Ein wegweisender Prozess für eines der wichtigsten Unternehmen im KI-Bereich
OpenAIs lang andauernder interner Konflikt tritt in eine neue Phase ein, da Elon Musks Klage gegen Sam Altman, Greg Brockman, OpenAI und Microsoft vor einem Gericht in Nordkalifornien verhandelt wird. Dem vorliegenden Quelltext aus dem MIT Technology Review zufolge könnten die Verfahren weitreichende Folgen haben, die weit über eine persönliche Fehde zwischen prominenten Tech-Größen hinausgehen. Das Gericht soll prüfen, ob OpenAIs Übergang von seiner ursprünglichen gemeinnützigen Form zu einer Struktur mit einer gewinnorientierten Tochtergesellschaft gegen die Mission verstoßen hat, die Musk nach eigenen Angaben bei seiner Unterstützung des Unternehmens zugesagt worden sei.
Der Zeitpunkt ist entscheidend. Der Fall kommt vor OpenAIs weithin erwartetem Börsengang auf den Markt, was dem Streit deutlich höhere Bedeutung verleiht als einer rückblickenden Auseinandersetzung über Start-up-Geschichte. Dem Quelltext zufolge könnte das Gericht klären, ob OpenAI überhaupt als gewinnorientiertes Unternehmen bestehen darf, und könnte sogar Führungswechsel unter Beteiligung von Altman und Brockman erzwingen. Der Prozess geht damit nicht nur um Reputationsschäden.
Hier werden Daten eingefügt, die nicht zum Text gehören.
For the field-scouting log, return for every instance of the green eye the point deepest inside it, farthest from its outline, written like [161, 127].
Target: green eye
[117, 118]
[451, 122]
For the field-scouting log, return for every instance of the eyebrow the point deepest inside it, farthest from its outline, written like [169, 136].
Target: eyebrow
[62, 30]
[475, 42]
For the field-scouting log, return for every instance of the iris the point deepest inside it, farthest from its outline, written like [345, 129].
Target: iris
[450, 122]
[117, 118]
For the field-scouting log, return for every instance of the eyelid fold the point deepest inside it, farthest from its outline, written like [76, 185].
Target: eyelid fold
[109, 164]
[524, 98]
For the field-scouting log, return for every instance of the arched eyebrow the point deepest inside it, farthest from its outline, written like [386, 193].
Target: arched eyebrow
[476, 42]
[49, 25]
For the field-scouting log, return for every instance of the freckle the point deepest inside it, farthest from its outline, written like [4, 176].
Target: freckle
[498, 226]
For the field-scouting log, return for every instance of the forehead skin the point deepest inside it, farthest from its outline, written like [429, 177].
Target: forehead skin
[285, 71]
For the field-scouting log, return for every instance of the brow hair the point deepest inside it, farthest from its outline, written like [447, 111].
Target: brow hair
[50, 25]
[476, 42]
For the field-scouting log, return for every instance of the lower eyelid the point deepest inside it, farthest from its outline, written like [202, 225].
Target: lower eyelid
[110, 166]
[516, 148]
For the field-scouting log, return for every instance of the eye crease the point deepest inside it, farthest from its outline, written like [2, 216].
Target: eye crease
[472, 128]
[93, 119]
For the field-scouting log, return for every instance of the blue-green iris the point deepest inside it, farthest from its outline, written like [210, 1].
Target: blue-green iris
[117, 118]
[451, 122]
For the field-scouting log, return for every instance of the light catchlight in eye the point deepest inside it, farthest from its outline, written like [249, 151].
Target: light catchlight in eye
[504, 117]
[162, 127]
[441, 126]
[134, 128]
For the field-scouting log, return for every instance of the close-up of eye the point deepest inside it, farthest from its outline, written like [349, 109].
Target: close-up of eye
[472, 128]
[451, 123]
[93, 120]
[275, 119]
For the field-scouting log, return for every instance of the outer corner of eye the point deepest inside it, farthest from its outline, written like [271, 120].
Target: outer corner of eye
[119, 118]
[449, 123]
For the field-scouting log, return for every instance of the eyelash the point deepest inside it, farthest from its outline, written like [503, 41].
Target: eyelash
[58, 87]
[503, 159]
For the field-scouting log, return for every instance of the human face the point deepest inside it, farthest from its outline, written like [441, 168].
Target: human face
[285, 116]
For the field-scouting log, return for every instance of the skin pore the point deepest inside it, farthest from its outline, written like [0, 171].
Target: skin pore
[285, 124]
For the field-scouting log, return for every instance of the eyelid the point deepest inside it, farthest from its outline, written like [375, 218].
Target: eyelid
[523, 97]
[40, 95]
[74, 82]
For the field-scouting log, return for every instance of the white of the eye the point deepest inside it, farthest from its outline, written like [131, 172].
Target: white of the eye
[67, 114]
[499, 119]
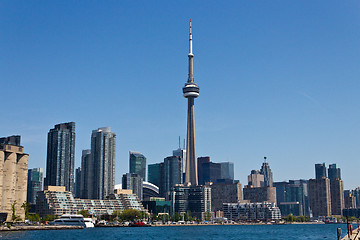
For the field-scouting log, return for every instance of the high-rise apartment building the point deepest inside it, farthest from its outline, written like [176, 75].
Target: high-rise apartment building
[266, 171]
[256, 179]
[134, 182]
[349, 199]
[200, 162]
[137, 163]
[210, 172]
[320, 170]
[77, 188]
[61, 156]
[337, 196]
[225, 193]
[103, 143]
[34, 185]
[320, 197]
[86, 177]
[13, 176]
[291, 198]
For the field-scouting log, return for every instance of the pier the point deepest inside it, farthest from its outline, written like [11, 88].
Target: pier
[355, 235]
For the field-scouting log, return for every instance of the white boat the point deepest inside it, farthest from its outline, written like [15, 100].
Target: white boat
[74, 220]
[89, 222]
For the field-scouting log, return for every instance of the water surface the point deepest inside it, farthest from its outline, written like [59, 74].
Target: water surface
[296, 231]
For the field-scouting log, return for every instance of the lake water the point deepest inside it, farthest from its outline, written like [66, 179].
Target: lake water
[296, 231]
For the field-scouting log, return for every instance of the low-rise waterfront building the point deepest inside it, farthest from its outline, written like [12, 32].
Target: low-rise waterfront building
[225, 193]
[264, 211]
[191, 199]
[260, 194]
[157, 205]
[54, 200]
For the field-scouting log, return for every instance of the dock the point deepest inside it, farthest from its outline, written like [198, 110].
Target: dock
[40, 227]
[355, 235]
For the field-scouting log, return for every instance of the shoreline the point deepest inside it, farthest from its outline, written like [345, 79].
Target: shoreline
[64, 227]
[38, 227]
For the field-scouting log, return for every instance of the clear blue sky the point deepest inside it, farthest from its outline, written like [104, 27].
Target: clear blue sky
[277, 79]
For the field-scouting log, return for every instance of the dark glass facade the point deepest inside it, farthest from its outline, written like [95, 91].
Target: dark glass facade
[61, 156]
[34, 185]
[137, 163]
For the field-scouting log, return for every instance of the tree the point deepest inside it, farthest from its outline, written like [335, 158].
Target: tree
[83, 212]
[14, 217]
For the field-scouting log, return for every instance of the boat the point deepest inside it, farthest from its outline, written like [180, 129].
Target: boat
[74, 220]
[139, 224]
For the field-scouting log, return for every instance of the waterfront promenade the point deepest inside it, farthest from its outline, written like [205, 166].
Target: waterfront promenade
[39, 227]
[355, 235]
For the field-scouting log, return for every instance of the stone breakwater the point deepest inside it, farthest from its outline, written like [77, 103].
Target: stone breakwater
[41, 227]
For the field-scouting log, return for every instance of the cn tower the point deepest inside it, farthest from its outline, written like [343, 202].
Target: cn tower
[191, 91]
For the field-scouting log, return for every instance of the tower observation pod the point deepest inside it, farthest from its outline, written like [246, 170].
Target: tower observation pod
[191, 91]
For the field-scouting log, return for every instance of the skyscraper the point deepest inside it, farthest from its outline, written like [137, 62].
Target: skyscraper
[172, 175]
[191, 91]
[35, 181]
[320, 170]
[61, 156]
[103, 162]
[337, 196]
[87, 175]
[334, 172]
[256, 179]
[200, 162]
[266, 171]
[13, 171]
[137, 163]
[320, 196]
[227, 170]
[210, 172]
[134, 182]
[182, 154]
[154, 173]
[77, 188]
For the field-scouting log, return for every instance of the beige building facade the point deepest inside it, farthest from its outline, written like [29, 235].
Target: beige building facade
[13, 179]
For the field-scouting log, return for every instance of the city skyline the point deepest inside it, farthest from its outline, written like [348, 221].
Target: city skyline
[291, 81]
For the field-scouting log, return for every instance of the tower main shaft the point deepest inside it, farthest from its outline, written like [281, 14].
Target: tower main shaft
[191, 91]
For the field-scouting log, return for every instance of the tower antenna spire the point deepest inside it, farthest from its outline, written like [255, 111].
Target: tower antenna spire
[191, 91]
[190, 55]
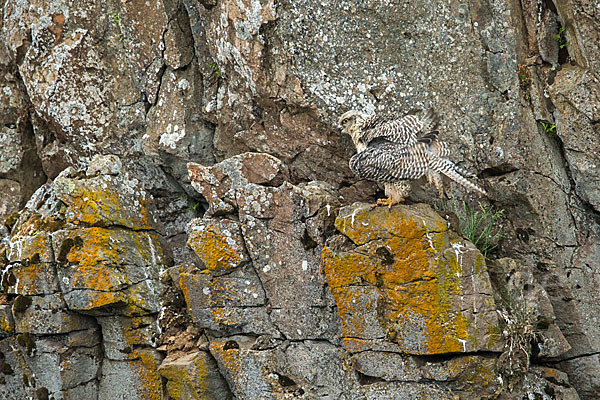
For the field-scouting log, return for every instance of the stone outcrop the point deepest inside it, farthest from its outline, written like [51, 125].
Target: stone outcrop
[178, 220]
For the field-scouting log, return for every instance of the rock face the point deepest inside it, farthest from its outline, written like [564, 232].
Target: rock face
[176, 203]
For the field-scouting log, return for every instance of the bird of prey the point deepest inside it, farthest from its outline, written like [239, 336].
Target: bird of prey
[393, 151]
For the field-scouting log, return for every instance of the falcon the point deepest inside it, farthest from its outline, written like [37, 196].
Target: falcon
[394, 151]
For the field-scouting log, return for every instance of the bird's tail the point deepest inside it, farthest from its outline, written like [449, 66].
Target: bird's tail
[464, 172]
[429, 120]
[449, 169]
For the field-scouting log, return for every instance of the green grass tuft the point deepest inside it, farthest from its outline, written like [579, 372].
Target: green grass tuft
[479, 225]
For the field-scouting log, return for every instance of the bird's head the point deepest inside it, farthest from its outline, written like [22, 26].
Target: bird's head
[351, 123]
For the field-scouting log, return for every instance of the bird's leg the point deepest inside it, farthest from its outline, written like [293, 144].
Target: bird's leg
[390, 201]
[439, 184]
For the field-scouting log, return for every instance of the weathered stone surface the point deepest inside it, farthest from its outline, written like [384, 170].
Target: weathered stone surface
[233, 303]
[122, 335]
[49, 315]
[105, 201]
[524, 295]
[136, 379]
[218, 243]
[314, 370]
[103, 267]
[220, 183]
[105, 165]
[60, 363]
[194, 376]
[411, 281]
[11, 198]
[7, 323]
[573, 93]
[86, 78]
[175, 127]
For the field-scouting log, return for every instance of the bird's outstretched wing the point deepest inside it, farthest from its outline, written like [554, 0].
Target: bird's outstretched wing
[384, 161]
[402, 131]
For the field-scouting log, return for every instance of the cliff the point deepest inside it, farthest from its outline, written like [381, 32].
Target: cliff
[179, 218]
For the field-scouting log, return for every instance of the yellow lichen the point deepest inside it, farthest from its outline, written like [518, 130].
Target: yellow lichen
[216, 251]
[411, 292]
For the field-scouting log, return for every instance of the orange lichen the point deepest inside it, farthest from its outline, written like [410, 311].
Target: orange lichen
[100, 202]
[410, 291]
[215, 249]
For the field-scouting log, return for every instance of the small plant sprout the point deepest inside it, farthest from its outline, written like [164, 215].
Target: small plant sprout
[480, 226]
[215, 68]
[524, 80]
[560, 38]
[549, 127]
[117, 20]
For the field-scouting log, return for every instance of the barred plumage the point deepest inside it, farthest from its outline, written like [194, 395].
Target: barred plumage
[394, 151]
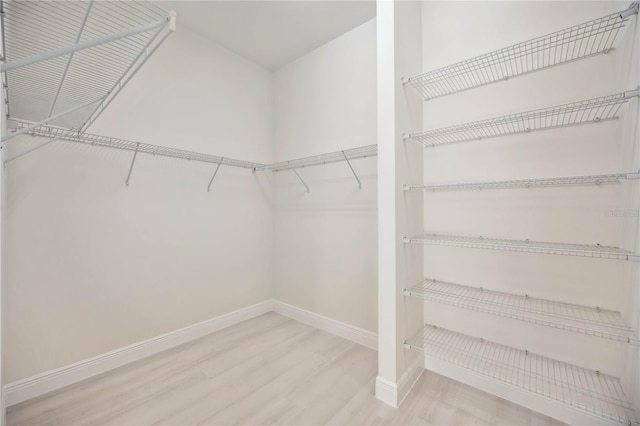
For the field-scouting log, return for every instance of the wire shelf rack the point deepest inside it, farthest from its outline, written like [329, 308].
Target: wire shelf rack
[66, 60]
[591, 391]
[122, 144]
[526, 246]
[527, 183]
[581, 112]
[316, 160]
[570, 44]
[592, 321]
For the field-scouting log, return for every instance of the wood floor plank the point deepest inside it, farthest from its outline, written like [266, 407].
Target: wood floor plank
[268, 370]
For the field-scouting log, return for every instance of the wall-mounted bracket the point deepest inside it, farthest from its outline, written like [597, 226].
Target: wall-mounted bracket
[352, 171]
[133, 161]
[296, 172]
[214, 174]
[631, 10]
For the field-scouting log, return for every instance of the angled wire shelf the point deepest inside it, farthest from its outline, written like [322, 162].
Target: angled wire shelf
[570, 44]
[591, 391]
[526, 246]
[581, 112]
[73, 135]
[592, 321]
[316, 160]
[527, 183]
[67, 60]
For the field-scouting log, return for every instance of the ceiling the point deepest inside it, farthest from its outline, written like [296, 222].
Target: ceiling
[271, 33]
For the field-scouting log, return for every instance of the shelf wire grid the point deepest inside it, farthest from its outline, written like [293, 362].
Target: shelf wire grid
[44, 89]
[591, 391]
[570, 44]
[527, 183]
[526, 246]
[575, 113]
[316, 160]
[122, 144]
[592, 321]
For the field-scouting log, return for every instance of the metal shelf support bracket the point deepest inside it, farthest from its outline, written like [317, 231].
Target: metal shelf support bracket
[296, 172]
[352, 171]
[214, 174]
[133, 161]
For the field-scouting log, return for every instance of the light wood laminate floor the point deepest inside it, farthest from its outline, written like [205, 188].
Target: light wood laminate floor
[268, 370]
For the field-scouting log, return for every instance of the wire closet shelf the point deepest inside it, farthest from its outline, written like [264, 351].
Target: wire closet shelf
[316, 160]
[591, 391]
[570, 44]
[67, 60]
[58, 133]
[575, 113]
[592, 321]
[528, 183]
[526, 246]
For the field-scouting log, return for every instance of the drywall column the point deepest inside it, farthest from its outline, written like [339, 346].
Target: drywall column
[399, 162]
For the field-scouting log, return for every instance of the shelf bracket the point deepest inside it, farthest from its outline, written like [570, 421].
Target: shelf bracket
[352, 171]
[133, 161]
[54, 117]
[42, 145]
[631, 10]
[214, 174]
[296, 172]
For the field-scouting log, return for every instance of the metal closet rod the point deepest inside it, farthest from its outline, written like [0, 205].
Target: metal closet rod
[527, 183]
[76, 135]
[570, 44]
[595, 110]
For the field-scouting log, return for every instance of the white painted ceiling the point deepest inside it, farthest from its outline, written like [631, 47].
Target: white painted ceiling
[271, 33]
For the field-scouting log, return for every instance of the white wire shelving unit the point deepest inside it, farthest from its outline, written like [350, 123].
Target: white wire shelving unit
[581, 41]
[332, 157]
[526, 246]
[591, 391]
[575, 113]
[528, 183]
[65, 61]
[592, 321]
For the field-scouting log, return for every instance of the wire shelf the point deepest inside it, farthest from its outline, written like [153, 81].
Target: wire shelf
[581, 112]
[565, 316]
[580, 41]
[316, 160]
[527, 183]
[591, 391]
[526, 246]
[105, 141]
[60, 83]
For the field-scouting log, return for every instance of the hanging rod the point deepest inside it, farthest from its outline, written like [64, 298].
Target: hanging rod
[316, 160]
[527, 183]
[526, 246]
[49, 50]
[588, 390]
[143, 148]
[592, 321]
[571, 44]
[581, 112]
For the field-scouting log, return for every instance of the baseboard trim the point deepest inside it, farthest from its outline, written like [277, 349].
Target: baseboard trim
[346, 331]
[48, 381]
[514, 394]
[394, 394]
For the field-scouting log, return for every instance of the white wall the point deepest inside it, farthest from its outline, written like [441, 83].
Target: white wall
[453, 31]
[325, 240]
[93, 265]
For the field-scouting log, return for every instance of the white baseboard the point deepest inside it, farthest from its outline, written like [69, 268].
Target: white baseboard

Er berührt Governance, Unternehmensstruktur, die Legitimität der Führung und die finanzielle Architektur hinter einem der zentralen Unternehmen im KI-Wettlauf.
Worum Musk klagt
Musk macht im Kern geltend, wie im Quellmaterial beschrieben, dass er davon überzeugt worden sei, OpenAI in den Anfangsjahren zu finanzieren, unter der Annahme, das Unternehmen werde gemeinnützig bleiben und sich auf die Entwicklung von KI zum Nutzen der Menschheit konzentrieren. Er behauptet, Altman und Brockman hätten diese Zusage später aufgegeben, indem sie OpenAI um einen gewinnorientierten Arm neu strukturierten. Musk war 2015 Mitgründer von OpenAI und verließ das Unternehmen 2018 nach dem, was der Quelltext als erbitterten Machtkampf beschreibt.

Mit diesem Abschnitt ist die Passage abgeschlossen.